Abstract

Background : Atherosclerosis is associated with low-grade vascular inflammation that can be measured with high sensitivity-C reactive protein (hs-CRP). Acute coronary syndrome (ACS) events are thought to occur due to plaque rupture which is induced by the inflammatory process. Therefore with the onset of ACS there is a rise of hs-CRP from the baseline levels. This study was carried out to observe the fluctuations in serum hs-CRP concentrations after ACS and to determine the optimal time for blood sampling for hs-CRP that represents the baseline value. Methods: Serial estimates of serum hs-CRP were done in patients admitted with ACS by turbidimetry. Samples were taken, on admission, day three, five, 24 and 84 from the onset of symptoms. Results : Eight male patients (mean age 53, SD 5 yrs) with ACS (five with ST- elevation myocardial infarction and three with unstable angina) were included.

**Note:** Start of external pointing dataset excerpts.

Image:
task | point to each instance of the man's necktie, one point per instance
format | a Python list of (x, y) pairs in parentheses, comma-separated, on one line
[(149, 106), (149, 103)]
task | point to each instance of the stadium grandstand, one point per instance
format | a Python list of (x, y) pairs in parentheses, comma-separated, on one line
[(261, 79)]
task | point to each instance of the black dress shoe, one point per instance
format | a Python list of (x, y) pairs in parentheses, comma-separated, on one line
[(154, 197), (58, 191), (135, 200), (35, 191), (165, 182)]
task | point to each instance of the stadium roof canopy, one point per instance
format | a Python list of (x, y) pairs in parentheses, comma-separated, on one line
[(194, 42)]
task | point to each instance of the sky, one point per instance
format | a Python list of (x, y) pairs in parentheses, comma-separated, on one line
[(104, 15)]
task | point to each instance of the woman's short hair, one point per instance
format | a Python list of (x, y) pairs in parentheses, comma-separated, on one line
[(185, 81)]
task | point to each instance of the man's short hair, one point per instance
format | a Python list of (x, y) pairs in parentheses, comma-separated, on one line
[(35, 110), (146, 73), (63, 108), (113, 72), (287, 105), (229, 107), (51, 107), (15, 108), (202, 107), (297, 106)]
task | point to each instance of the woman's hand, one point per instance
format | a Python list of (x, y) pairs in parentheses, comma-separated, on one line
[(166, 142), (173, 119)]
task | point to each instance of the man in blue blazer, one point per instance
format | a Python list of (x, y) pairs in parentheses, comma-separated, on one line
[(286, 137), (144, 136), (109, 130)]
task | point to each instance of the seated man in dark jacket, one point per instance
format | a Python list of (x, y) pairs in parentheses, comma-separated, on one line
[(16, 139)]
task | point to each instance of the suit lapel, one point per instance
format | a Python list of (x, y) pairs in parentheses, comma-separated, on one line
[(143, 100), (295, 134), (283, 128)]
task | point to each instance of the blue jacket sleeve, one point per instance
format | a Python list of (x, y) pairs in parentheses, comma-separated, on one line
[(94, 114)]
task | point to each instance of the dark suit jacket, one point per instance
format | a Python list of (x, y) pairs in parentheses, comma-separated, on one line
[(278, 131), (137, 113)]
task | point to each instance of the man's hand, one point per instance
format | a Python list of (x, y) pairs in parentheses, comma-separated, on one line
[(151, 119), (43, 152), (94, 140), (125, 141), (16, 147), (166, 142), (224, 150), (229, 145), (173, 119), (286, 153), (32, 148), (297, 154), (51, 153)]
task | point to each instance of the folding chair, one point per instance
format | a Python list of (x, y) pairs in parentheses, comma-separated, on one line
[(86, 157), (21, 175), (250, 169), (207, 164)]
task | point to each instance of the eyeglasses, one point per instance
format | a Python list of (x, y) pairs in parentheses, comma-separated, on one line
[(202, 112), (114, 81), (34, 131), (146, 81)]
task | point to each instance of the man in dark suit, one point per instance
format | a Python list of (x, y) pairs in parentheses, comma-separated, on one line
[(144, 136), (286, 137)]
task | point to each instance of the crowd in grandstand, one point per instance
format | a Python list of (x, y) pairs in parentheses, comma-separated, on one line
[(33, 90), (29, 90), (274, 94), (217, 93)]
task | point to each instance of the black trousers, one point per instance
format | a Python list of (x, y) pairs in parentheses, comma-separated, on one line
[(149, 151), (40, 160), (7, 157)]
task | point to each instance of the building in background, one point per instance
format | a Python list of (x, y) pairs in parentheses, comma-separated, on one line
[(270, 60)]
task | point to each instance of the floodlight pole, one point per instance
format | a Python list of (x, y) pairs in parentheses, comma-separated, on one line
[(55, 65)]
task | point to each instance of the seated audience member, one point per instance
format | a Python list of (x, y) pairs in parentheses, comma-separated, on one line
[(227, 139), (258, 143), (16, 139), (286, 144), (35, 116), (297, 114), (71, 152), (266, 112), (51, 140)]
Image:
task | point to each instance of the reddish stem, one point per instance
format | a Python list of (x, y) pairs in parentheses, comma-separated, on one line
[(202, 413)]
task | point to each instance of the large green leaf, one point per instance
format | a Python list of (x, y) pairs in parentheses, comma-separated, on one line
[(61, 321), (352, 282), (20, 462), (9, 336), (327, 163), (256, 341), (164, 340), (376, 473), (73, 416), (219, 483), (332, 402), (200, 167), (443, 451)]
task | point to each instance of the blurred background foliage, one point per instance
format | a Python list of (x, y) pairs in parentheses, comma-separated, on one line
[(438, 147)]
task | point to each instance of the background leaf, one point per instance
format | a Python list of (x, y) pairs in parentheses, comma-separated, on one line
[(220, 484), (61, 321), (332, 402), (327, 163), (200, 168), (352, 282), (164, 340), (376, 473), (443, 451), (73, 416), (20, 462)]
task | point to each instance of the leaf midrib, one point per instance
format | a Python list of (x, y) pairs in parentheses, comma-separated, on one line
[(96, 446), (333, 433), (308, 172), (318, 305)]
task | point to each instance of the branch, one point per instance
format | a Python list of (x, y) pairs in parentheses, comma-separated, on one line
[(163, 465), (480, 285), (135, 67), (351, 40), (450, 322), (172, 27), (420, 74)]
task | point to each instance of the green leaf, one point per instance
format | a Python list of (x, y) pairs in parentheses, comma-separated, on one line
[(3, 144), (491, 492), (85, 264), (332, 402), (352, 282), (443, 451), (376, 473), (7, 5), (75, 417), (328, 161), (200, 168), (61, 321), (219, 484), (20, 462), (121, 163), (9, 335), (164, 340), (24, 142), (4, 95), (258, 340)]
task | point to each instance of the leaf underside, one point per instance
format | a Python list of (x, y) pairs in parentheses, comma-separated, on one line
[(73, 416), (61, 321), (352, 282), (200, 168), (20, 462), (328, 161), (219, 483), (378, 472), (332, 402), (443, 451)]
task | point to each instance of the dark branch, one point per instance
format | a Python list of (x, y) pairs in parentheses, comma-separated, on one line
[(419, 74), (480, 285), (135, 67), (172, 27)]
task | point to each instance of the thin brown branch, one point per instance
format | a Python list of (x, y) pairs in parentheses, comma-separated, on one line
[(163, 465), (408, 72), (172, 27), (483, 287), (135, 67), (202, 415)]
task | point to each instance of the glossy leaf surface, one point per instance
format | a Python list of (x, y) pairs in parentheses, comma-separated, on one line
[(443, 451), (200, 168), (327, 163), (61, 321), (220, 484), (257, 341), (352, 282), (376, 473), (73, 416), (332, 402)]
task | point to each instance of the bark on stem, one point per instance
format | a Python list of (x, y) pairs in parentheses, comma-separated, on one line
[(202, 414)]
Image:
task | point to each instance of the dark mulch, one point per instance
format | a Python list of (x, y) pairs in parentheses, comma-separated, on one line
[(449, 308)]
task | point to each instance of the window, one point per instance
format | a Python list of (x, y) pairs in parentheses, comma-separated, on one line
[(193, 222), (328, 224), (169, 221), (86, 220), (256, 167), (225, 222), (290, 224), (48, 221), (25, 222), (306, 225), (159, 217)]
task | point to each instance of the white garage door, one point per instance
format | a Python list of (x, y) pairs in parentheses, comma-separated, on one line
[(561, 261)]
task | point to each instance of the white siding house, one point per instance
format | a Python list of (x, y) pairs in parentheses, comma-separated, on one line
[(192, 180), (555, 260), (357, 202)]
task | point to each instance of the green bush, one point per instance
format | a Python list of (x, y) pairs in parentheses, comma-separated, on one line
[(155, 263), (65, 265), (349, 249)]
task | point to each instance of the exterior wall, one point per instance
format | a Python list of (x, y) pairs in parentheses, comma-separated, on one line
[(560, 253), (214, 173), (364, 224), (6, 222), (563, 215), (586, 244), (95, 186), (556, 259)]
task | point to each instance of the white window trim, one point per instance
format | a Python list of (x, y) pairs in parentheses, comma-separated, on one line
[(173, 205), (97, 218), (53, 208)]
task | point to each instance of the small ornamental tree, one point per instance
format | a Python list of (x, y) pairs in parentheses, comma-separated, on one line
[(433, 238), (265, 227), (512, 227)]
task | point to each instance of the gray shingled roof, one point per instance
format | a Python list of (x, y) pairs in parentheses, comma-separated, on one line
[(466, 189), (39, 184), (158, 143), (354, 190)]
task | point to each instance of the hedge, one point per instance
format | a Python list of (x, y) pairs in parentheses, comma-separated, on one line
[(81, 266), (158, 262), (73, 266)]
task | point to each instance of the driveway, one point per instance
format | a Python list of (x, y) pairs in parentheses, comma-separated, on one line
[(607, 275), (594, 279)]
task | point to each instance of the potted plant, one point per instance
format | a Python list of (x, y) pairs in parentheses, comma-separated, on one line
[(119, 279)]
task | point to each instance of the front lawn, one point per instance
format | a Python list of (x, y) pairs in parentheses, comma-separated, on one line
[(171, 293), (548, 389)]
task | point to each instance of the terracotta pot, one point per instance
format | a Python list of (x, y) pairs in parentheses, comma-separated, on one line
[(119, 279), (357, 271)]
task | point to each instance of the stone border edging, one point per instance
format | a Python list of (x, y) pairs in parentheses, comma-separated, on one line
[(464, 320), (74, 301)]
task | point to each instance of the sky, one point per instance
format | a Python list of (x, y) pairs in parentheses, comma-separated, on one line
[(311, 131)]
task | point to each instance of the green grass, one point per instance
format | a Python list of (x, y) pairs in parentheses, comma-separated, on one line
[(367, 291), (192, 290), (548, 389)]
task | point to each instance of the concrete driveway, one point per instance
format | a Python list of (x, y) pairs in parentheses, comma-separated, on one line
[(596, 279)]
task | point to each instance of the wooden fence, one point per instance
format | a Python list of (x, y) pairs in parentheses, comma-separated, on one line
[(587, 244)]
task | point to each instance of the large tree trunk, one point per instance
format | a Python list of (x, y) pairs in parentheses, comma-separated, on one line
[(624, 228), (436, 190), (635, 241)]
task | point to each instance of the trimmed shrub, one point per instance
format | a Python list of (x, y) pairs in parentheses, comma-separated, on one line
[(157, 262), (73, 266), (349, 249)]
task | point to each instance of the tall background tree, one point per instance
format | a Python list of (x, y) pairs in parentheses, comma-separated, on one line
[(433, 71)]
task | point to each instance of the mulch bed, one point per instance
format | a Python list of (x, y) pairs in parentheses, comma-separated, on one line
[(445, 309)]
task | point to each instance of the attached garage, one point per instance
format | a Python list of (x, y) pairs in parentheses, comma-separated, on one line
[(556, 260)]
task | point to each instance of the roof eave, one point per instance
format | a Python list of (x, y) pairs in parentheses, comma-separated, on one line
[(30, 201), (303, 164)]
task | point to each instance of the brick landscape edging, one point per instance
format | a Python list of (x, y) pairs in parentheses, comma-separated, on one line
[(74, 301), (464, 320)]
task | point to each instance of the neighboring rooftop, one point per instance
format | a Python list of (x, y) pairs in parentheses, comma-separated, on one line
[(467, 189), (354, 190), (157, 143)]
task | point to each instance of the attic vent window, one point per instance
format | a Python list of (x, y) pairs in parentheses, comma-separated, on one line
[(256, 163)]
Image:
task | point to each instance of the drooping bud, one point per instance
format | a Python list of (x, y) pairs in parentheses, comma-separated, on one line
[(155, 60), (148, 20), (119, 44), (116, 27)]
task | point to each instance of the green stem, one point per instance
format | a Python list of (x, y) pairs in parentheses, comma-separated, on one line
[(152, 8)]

Serum mean (SD) hs-CRP level on admission was 3.06 (1.3) mg/L. Then levels rose to 6.17 (2.6) mg/L on day three; was significantly different from on admission value (p = 0.013). Then it declined to 4.37 (1.8) mg/L on day five and on 24th day to 3.21 (1.2) mg/L. The value on 84th day was 3.12 (1.4) mg/L. No significant difference was observed between the mean hs-CRP level on admission and on day five (P = 0.20), on day 24 (p = 0.81) and on day 84 (p = 0.93), respectively. Conclusion: Serum hs-CRP fluctuates after ACS, peaked on day three, returns to the basal level by day five following the acute event. Therefore basal level is more reliably reflected by the on admission sample. DOI: http://dx.doi.org/10.4038/gmj.v19i1.6959 Galle Medical Journal 2014 19(1): 11-15

Highlights

  • Atherothrombosis of the coronary and cerebral vessels is understood as a disorder of inflammation and a disorder of lipid accumulation [1]

  • There is clinical evidence demonstrating that many biomarkers of inflammation are elevated years in advance of first ever myocardial infarction (MI), and that these biomarkers are highly predictive of recurrent MI, recurrent stroke and cardiovascular death [3, 4]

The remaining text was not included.